Showing posts with label IRIS. Show all posts
Showing posts with label IRIS. Show all posts

Monday, March 21, 2016

IRIS: A "Guerrilla" Against Corruption






By: José Gil Olmos | Translated by Valor for Borderland Beat

Another ingredient has been added to the chaos occurring in Michoacán: a group emerging in the troubled Tierra Caliente region.  But according to its members, it isn’t a cartel or an autodefensa group…nor does it even have high-powered weapons.  It is called IRIS and, as its spokesman says, its goal is to unmask-pacifically-corrupt politicians, beginning with Silvano Aureoles and Alfredo Castillo.  Mexico needs a spark that detonates change, he says, and “we want to be that spark.”

With only two videos that are less than a minute long, shared on social networks in February, the Insurgency Group for the Institutional and Social Rescue (IRIS) put Michoacán Governor Silvano Aureoles on alert, who also disqualified them saying that they are a “joke”.

In an interview with Proceso, José María, spokesman and representative of this armed group, argues that the governor made a deal with drug traffickers and announced a declaration of war against all politicians who are linked to organized crime.

The meeting with a dozen members of IRIS took place in the mountainous area of Michoacán that borders with the state of Guerrero.  Along the way, squalid shacks are seen inhabited by the people who barely survive from the planting of corn and avocado, and the possession of some cows and chickens.

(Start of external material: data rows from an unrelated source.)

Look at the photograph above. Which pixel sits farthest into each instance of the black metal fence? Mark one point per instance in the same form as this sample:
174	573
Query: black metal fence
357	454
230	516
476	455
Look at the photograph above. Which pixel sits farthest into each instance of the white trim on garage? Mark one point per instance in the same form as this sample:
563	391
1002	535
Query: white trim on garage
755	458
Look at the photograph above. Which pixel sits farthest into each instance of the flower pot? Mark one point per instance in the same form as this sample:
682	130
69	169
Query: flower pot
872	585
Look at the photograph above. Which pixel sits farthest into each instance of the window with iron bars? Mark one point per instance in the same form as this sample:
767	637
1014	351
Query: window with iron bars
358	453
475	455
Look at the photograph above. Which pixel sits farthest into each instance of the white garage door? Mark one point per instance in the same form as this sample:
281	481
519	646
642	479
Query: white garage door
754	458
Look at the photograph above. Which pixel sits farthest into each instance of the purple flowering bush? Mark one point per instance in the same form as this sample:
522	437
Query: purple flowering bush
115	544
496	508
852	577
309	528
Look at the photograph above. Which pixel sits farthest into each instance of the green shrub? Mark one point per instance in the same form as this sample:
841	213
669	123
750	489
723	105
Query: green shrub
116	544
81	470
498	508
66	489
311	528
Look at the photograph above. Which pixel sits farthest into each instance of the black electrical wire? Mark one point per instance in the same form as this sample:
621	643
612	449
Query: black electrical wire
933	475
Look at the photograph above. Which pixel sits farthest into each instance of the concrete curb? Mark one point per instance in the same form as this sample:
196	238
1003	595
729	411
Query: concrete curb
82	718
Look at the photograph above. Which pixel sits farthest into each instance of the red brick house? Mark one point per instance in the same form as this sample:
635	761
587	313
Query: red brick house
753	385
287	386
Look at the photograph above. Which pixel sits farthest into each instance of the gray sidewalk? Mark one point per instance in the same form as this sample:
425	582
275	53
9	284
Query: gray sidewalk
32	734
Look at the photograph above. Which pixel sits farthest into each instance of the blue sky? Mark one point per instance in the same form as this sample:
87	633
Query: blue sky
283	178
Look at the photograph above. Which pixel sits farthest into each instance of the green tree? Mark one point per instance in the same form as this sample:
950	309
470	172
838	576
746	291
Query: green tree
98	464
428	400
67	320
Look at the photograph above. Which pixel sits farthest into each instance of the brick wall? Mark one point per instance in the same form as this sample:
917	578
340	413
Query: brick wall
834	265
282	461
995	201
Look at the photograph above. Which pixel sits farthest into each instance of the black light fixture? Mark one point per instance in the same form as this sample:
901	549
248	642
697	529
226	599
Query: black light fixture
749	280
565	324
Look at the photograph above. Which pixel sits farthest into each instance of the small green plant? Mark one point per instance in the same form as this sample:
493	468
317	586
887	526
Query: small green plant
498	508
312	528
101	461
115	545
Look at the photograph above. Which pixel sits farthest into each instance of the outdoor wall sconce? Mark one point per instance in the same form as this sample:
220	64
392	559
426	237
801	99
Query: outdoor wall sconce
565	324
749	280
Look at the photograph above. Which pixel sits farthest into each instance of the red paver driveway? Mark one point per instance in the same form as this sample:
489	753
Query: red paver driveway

“Our area is Tierra Caliente, that is where we met for eight months to make the decision to rebel.  We know that the government is already investigating us and we are in the midst of criminals, but we couldn’t sit with our arms crossed,” José María explains, moments before starting the interview.

Flanked by Pável, another member of this group, the spokesman of IRIS rejects the descriptions used by the government of Silvano Aureoles and even from members of the Catholic Church, in response to messages on social networks with which the group unveiled on February 6 and 22.

He claims that it’s an insurgent social movement that does not rule out the use of weapons, but only to defend themselves.  He announces that its strategy will be more political and of denouncing-directly or through social networks- mainly with politicians who are in collusion with organized crime such as Alfredo Castillo, who is accused of having made a pact with Los Caballeros Templarios, the Cártel Jalisco Nueva Generación, Los Viagras, and the H3.